HIF-2alpha regulates glyceraldehyde-3-phosphate dehydrogenase expression in endothelial cells.

Author information

1
Department of Medicine, Section of Pulmonary and Critical Care, University of Wisconsin Medical School, 2590 Medical Sciences Center, 1300 University Avenue, Madison, WI 53706, USA. kkg@medicine.wisc.edu <kkg@medicine.wisc.edu>

Abstract

Endothelial cells (EC) express both hypoxia inducible factor-1alpha (HIF-1alpha) and -2alpha (HIF-2alpha), yet their roles in the EC hypoxic response are unclear. Hypoxia upregulates the glycolytic enzyme glyceraldehyde-3-phosphate dehydrogenase (GAPDH) in EC through a 5' hypoxic regulatory element (HRE). We compared the upregulation of GAPDH in human lung microvascular EC to that in hep3B cells, another cell type known to express both HIF-1alpha and HIF-2alpha.
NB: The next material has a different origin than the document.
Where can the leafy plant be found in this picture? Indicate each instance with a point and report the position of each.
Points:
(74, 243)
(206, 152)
GAPDH mRNA increased to a lesser extent in hypoxic hep3B cells than in EC, yet upregulation occurred through the same HRE that was active in EC. HIF-1alpha protein induction in response to hypoxia was similar in both cell types. In contrast, HIF-2alpha protein levels were upregulated to a greater extent and for a longer period of time by hypoxia in EC than in hep3B cells. Correspondingly, electrophoretic mobility supershift assays showed that, in EC, there was preferential binding of HIF-2alpha to the GAPDH HRE while, in hep3B cells, there was binding of both HIF-1alpha and HIF-2alpha. The preferential binding of HIF-2alpha to the GAPDH HRE in EC may account for their higher level of induction of GAPDH. These findings suggest that cell-specific patterns of HIF-1alpha and HIF-2alpha expression lead to cell-specific gene upregulation during hypoxia.

PMID:
12697324
DOI:
10.1016/s0167-4781(03)00049-6
[Indexed for MEDLINE]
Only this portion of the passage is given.